Kegiatan literasi keuangan dan investasi tabungan emas merupakan  rangkaian kegiatan Migrant Day yang puncak acaranya akan dilaksanakan pada 18 Desember 2020. Rangkaian kegiatan ini dibuka oleh Kepala BP2MI, Benny Rhamdani.

“Kita masih menghadapi permasalahan yang serius. Jumlah PMI di 150 negara penempatan, mereka yang tercatat dan berangkat secara resmi jumlahnya 3,7 juta, tetapi sesungguhnya ada 9 juta berdasarkan data World Bank. Ini berarti ada lebih dari 5 juta PMI yang ditempatkan nonprosedural. Mereka  adalah korban mafia sindikat pengiriman PMI. Keberangkatan ilegal itu, terdiri dari tindakan ekploitasi, gaji tidak dibayar, PHK sepihak, perdagangan orang modern dan masih banyak lagi. BP2MI mengucapkan terima kasih kepada P3MI yang melakukan pelatihan dan melakukan proses penempatan sesuai prosedur," ungkap Benny.

Kepala BP2MI berpesan kepada CPMI untuk meningatkan kepada para sanak saudaranya, agar bekerja secara prosedural. PMI sebagai duta Indonesia, dimohon untuk membantu mempromosikan indahnya Indonesia.

Sementara itu, Direktur Jaringan, Operasi dan Penjualan PT Pegadaian (Persero), Damar Latri Setiawan, menyampaikan bahwa tujuan PMI bekerja ke luar negeri adalah pergi bekerja untuk meningkatkan kesejahteraan keluarga. Harapannya, PMI pergi menjadi migran kemudian pulang menjadi juragan. 

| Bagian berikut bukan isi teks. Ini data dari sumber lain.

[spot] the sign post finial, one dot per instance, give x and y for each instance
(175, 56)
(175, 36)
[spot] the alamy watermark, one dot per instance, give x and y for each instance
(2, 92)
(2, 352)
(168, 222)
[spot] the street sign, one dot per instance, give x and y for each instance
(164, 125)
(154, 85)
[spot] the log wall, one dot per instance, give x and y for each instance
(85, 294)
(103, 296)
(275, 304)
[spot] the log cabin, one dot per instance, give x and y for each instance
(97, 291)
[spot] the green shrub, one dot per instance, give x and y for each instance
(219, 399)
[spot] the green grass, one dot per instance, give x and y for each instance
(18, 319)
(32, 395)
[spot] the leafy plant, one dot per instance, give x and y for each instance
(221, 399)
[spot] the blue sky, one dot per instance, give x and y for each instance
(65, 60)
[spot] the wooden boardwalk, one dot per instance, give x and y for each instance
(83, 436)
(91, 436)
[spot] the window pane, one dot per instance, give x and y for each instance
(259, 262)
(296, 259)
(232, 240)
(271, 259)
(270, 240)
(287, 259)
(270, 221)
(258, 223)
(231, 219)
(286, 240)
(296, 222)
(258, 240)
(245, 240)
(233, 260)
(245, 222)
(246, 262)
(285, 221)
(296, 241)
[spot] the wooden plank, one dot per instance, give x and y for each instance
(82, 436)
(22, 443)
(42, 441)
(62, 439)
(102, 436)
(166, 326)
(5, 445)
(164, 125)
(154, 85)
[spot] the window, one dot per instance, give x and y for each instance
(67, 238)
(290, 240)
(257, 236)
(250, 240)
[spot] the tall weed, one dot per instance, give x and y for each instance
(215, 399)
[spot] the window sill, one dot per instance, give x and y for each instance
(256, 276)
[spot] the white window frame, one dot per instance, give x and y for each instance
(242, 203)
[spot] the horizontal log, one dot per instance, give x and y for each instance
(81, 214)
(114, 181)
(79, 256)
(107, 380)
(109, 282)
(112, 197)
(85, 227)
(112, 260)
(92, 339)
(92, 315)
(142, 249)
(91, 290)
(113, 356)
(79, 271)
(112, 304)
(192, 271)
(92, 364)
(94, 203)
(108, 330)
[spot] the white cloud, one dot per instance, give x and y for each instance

Damar menyampaikan bahwa kegiatan literasi keuangan dan investasi tabungan ini diharapkan dapat bermanfaat bagi CPMI. Alasan dipilihnya investasi emas adalah karena investasi emas ini merupakan investasi yang aman dan tidak terpengaruh inflasi. Dengan investasi emas, nilainya akan tetap sesuai kondisi yang ada saat itu. Selain itu, para pekerja migran diharapkan juga memiliki kemampuan untuk mengelola keuangannya dengan baik. 

Setelah sambutan dari Kepala BP2MI dan PT Pegadaian (Persero), dilanjutkan kisah inspiratif dari Sulistiyaningsih dari Pertakina Blitar dan Edukasi Pengelolaan Keuangan dan Investasi Emas Kepada Calon Pekerja Migran Indonesia yang disampaikan oleh Khoiriyah Dwi Putranti  dari PT Pegadaian (Persero). 

Pada kesempatan ini, PT. Pegadaian (Persero) memberikan fasilitas pembukaan tabungan emas bagi 300 CPMI Jatim yang mengikuti kegiatan literasi keuangan secara virtual. ** (Humas/UPT BP2MI Surabaya/UH).